依然、学校内で病気にかかる生徒は増えているし、初等部は学校閉鎖が継続されている。中等部の一年も先週から学年閉鎖になった。
少し前までは嘉正くんからトークアプリでメッセージがぽつぽつと帰ってきていたけれど、【ごめん、体調悪い。返事遅くなるかも】というメッセージが3日前に送られてきてからぱったり途絶えている。
蝉の声も聞こえなくなり、鎮守の森も少しずつ色褪せ始めている。静かな学舎内はより一層もの寂しい感じがした。
「うわっ! 巫寿ちゃんそれ大丈夫!?」
昼休みが終わる5分前に教室へ帰ってきて、顔を顰めながら足の裏の絆創膏を直していると、外から帰ってきた来光くんたちが目を剥いて駆け寄ってきた。

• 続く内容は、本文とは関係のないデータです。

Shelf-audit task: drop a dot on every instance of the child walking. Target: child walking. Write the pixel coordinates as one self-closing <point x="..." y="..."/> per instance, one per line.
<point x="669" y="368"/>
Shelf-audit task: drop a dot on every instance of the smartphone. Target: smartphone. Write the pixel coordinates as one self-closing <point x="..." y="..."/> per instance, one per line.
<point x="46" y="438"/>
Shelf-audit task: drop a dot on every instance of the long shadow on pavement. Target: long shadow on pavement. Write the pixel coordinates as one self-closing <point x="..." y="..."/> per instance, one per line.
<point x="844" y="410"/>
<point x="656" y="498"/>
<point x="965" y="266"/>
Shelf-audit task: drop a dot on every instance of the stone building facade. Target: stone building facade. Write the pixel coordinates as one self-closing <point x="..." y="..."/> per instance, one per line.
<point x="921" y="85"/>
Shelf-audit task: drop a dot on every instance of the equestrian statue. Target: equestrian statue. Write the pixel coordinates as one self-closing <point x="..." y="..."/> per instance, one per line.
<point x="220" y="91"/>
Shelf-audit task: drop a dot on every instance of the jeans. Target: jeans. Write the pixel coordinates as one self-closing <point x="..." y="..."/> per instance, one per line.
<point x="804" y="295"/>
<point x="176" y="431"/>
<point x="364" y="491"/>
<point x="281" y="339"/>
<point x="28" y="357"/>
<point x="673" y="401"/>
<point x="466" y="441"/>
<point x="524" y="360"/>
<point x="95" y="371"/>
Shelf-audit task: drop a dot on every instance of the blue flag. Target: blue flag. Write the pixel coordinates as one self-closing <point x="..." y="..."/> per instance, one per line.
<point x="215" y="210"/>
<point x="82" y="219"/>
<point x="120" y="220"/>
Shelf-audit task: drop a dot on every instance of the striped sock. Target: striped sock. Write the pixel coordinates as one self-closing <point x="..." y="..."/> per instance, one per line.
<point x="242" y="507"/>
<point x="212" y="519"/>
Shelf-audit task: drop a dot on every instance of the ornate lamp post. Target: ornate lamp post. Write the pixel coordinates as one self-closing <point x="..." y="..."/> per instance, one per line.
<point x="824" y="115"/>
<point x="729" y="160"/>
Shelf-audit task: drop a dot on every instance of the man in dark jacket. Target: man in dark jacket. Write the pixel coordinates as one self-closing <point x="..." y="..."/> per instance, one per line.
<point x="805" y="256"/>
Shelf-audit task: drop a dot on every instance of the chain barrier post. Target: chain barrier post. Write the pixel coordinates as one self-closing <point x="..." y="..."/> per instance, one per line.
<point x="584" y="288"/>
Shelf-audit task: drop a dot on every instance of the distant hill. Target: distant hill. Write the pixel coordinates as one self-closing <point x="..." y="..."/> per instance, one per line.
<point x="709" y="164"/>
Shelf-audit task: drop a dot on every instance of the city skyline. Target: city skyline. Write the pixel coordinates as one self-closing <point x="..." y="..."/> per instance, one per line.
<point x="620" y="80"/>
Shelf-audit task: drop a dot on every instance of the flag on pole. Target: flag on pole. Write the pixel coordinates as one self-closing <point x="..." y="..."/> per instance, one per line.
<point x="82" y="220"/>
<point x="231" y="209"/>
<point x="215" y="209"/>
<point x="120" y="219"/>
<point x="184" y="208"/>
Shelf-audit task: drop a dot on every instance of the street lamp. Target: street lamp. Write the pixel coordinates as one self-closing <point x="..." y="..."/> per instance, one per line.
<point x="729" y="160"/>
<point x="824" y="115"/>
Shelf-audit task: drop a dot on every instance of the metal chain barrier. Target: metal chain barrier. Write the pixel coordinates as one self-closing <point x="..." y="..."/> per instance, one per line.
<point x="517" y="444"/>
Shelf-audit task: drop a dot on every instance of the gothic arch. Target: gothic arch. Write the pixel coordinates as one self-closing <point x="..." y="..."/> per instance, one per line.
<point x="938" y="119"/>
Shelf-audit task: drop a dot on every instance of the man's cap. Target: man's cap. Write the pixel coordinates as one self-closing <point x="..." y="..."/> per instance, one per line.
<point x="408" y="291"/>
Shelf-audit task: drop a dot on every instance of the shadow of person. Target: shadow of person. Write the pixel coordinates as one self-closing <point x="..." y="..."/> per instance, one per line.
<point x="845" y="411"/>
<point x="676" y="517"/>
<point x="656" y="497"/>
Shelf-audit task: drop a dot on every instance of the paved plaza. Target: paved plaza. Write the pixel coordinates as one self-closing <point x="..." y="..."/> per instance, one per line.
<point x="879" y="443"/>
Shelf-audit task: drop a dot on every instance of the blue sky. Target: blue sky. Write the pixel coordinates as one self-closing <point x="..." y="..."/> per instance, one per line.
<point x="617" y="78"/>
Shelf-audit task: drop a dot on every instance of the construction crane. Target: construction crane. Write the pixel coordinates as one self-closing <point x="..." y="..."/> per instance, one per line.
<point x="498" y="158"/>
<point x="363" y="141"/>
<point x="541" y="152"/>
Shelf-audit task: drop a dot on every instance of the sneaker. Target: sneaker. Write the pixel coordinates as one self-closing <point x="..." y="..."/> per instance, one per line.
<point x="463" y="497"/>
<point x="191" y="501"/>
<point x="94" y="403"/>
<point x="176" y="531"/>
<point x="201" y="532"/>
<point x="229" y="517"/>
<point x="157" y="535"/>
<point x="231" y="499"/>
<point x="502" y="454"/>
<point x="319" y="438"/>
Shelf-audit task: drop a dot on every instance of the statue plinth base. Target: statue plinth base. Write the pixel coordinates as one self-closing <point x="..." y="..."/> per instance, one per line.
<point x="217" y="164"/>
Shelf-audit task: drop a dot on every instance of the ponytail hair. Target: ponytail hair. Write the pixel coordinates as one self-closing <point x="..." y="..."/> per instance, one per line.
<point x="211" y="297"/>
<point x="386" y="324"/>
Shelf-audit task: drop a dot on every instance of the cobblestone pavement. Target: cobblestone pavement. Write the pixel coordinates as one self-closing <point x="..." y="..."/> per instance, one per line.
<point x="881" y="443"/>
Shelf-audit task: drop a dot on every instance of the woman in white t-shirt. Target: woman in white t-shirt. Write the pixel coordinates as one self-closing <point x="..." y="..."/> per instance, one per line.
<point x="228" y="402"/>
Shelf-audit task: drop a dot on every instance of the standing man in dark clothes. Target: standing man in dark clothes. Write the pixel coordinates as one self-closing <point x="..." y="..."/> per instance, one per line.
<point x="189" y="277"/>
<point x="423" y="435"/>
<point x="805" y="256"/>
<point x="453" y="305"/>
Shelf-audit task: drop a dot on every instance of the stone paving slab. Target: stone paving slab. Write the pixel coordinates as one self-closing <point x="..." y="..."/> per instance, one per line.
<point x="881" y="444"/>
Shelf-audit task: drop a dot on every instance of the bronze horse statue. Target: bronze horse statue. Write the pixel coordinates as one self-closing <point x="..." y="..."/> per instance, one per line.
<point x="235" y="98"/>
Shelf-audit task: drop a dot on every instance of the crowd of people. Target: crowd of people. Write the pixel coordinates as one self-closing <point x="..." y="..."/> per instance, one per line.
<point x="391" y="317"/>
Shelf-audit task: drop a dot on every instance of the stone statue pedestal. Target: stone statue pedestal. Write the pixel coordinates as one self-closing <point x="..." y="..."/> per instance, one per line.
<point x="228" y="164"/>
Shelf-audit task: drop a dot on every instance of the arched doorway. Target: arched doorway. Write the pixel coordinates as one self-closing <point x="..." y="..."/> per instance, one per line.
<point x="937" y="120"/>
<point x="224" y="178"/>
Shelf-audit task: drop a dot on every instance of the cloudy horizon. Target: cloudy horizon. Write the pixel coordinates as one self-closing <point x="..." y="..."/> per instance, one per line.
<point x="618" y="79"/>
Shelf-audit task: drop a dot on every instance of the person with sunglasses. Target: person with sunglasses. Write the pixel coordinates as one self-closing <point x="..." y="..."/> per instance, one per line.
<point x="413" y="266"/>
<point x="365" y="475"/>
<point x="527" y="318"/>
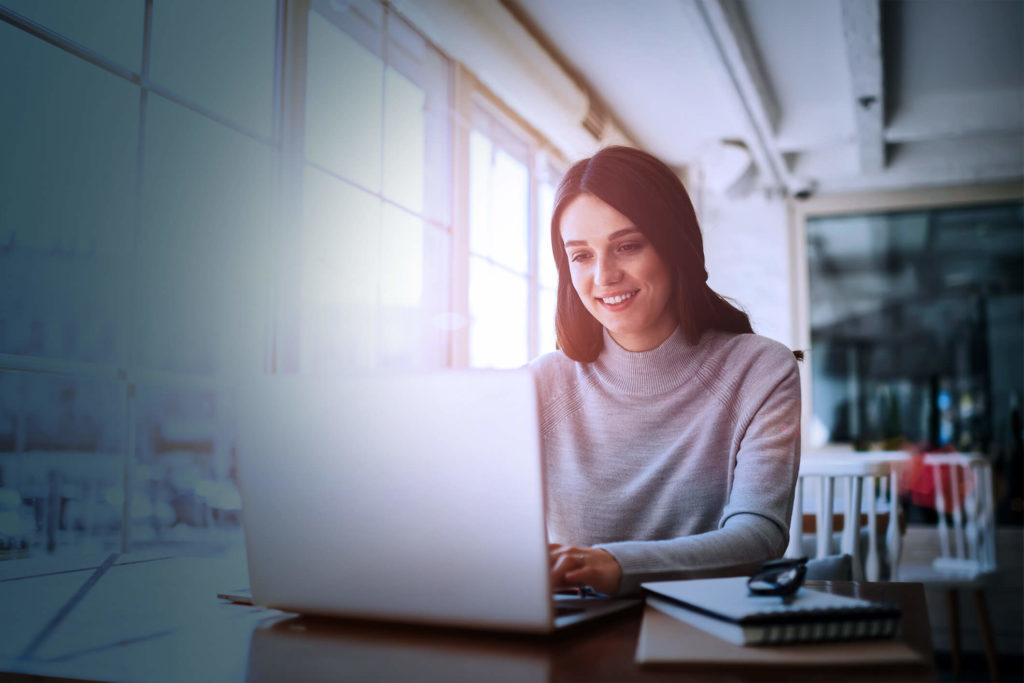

皮が剥けて赤くなった足の裏はここ数日の練習の成果でもあるけれど、他の人から見ればやはりそれほど痛々しいらしい。
「うわっ、見事にずるむけだな。俺のテーピング貸してやるよ。槍術部の練習も、結構足の裏やられるからさ」
「いいの? ありがとう」
カバンの中からベージュのテーピングを取り出すと「ほい」と私に投げて渡す。
絆創膏ではそろそろ限界かなと思っていたところだったのでありがたい。
お礼を言いながら受け取った。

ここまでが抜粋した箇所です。